Whooping cranes have rebounded from a low of 15 in the wild in 1941 to 177 today in two wild flocks and a captive flock.

Some of Flock in Mexico

While 20 or 21 whoopers were counted in New Mexico's middle Rio Grande Valley in early February, biologists suspect others from the Idaho flock of 26 may be in northern Mexico.

"They usually show up here about the first part of November and they can stay through around mid-March," Edens said.

The New Mexico whoopers are part of an experimental flock from the Grays Lake National Wildlife Refuge in southeastern Idaho.

Since 1975, scientists have been stealing whooping crane eggs from the great birds' only nesting site, in Canada, and putting them in sandhill crane nests in the Idaho refuges.

Since cranes lay two eggs but only raise one chick, the existing crane flock was not threatened.

Raised by Sandhill Cranes

The adopted whoopers are raised by their sandhill parents and the families travel 750 miles to their wintering grounds in New Mexico.
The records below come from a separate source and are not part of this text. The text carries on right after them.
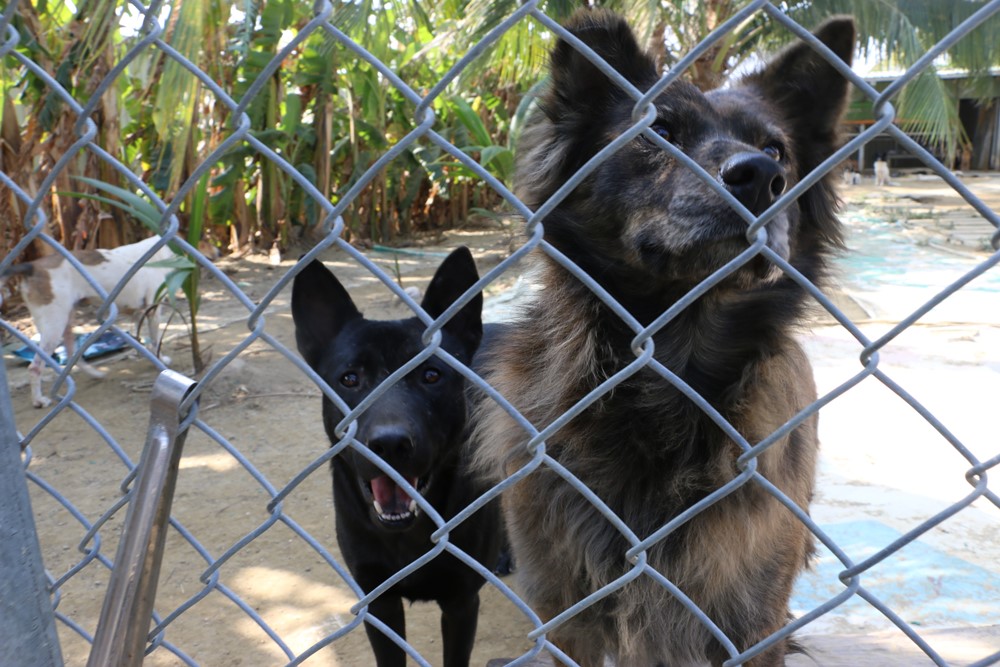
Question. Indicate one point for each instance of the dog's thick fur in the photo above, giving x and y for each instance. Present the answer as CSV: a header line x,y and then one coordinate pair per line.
x,y
881,170
648,230
51,288
419,427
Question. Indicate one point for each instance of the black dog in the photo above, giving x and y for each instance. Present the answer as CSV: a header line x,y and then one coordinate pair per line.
x,y
419,428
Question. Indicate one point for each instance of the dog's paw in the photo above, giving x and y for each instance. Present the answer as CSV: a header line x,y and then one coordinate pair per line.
x,y
93,372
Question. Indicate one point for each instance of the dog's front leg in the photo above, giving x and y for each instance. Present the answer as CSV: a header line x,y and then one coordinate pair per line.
x,y
459,617
388,609
156,334
69,342
35,378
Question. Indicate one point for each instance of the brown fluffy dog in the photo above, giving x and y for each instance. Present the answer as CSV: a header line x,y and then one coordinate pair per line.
x,y
648,230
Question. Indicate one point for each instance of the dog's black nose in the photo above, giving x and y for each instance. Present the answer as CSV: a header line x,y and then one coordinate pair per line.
x,y
755,179
392,446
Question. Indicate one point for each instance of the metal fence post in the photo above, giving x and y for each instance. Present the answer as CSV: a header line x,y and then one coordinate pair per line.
x,y
27,622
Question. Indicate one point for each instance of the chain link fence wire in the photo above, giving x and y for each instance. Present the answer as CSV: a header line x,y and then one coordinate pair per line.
x,y
211,582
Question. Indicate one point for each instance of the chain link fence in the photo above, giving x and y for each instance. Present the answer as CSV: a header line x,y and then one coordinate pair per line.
x,y
229,589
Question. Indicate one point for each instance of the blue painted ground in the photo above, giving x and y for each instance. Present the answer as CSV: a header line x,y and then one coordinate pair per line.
x,y
924,585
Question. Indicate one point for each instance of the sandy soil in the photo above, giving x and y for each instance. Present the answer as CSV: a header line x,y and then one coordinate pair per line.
x,y
268,410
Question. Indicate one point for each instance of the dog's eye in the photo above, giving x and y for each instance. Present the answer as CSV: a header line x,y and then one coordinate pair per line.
x,y
773,151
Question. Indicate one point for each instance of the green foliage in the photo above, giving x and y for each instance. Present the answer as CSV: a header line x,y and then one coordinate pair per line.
x,y
332,115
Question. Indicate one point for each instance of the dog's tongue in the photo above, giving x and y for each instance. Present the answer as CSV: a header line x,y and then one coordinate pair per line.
x,y
390,497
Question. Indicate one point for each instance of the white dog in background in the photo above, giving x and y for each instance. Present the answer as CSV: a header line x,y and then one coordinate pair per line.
x,y
51,288
881,170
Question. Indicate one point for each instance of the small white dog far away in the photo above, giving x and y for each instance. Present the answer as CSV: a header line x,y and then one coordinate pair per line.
x,y
51,288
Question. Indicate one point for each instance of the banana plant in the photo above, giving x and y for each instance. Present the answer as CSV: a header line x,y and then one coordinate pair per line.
x,y
185,275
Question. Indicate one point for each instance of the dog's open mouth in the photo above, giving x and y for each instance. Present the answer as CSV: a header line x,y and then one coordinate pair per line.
x,y
392,504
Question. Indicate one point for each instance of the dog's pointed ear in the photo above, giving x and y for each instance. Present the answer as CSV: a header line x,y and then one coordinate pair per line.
x,y
575,78
806,87
456,274
320,308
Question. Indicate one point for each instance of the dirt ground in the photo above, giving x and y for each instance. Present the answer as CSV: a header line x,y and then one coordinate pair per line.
x,y
269,411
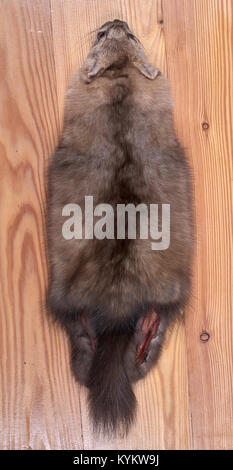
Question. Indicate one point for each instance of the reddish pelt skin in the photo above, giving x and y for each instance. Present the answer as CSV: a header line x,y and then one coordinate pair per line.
x,y
118,144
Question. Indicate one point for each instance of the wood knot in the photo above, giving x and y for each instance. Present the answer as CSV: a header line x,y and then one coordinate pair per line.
x,y
204,336
205,126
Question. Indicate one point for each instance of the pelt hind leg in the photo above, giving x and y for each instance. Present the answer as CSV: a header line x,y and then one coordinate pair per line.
x,y
146,344
83,345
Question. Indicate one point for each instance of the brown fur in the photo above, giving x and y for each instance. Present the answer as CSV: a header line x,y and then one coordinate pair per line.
x,y
119,145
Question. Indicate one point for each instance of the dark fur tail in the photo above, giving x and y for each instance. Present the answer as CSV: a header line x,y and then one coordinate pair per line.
x,y
111,398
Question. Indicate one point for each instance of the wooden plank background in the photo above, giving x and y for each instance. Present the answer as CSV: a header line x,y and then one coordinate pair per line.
x,y
186,402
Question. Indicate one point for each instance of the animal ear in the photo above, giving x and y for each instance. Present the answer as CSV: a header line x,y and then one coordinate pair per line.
x,y
93,67
146,68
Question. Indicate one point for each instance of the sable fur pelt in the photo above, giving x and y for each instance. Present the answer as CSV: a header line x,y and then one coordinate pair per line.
x,y
118,144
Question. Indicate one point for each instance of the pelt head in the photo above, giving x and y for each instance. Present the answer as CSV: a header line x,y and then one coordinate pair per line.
x,y
116,46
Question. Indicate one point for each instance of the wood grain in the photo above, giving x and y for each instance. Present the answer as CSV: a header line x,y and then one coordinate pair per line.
x,y
186,401
200,66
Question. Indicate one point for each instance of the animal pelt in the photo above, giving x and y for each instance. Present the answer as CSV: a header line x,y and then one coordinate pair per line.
x,y
118,144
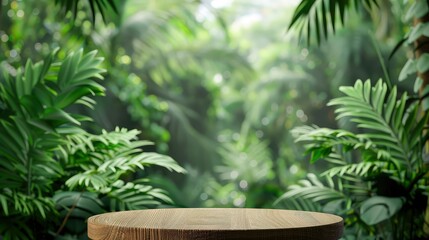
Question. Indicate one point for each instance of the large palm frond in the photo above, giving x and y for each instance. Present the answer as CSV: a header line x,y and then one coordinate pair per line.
x,y
319,16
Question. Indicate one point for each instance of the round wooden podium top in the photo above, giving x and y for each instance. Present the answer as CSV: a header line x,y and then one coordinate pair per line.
x,y
214,223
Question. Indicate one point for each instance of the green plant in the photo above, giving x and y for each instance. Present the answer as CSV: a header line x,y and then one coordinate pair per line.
x,y
377,180
55,174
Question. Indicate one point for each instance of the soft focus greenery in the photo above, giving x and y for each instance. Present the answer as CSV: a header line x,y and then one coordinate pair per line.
x,y
216,85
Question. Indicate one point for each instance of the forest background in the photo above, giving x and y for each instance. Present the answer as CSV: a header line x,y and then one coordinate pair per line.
x,y
217,85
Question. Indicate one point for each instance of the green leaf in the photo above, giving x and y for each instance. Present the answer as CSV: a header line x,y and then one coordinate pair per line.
x,y
377,209
418,9
409,68
423,63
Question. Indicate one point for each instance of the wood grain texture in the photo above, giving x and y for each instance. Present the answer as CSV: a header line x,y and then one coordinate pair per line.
x,y
214,223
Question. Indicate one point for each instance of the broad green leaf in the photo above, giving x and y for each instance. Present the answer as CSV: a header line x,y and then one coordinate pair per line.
x,y
417,10
423,63
410,67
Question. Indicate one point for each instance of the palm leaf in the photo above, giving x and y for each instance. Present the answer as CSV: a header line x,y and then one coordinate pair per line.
x,y
317,15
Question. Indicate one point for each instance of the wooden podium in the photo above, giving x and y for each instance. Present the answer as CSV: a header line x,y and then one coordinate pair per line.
x,y
214,223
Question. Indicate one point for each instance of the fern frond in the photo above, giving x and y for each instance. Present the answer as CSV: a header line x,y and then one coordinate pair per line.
x,y
356,169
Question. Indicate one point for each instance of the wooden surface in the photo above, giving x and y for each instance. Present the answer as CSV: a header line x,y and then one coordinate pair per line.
x,y
212,223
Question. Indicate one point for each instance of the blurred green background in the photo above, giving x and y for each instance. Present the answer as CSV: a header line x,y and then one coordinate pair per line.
x,y
215,84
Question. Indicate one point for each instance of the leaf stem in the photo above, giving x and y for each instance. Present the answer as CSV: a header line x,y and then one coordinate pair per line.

But the flock did not have a very good breeding season last year, Lewis said. Of 21 whooper eggs transferred to Grays Lake, six were found to be bad.

"Of the 15 remaining, two were taken by predators at the nest and two others failed to hatch," he said. "Eleven hatched, but they had a drought at Grays Lake and a lot of problems with predators. Two chicks, as far as we know, are still alive."

Tom Smylie, spokesman for the Fish and Wildlife Service, said there is concern that the flock has not increased.

'Is No Courtship'

"For the number of birds we have introduced, the flock should be growing, but there is no courtship," he said.

A captive flock of 38 whoopers at the Patuxent Wildlife Research Center at Laurel, Md., also had a disappointing breeding season last year, he said. New breeding pens were built, but in the spring breeding season the birds didn't lay any eggs.

"They did raise two chicks at Patuxent, but they were eggs from Canada and weren't laid at the site," Smylie said. "Those two chicks are still OK."

There are two other captive whoopers--one at the International Crane Foundation at Baraboo, Wis., and another at a zoo in San Antonio, Tex.

"We're disappointed about the captive flock and we hope that it will jump back this spring," Lewis said. "We have five proven breeding pairs. We have 10 other breeding pairs forming, and we hope they start breeding in the next few years."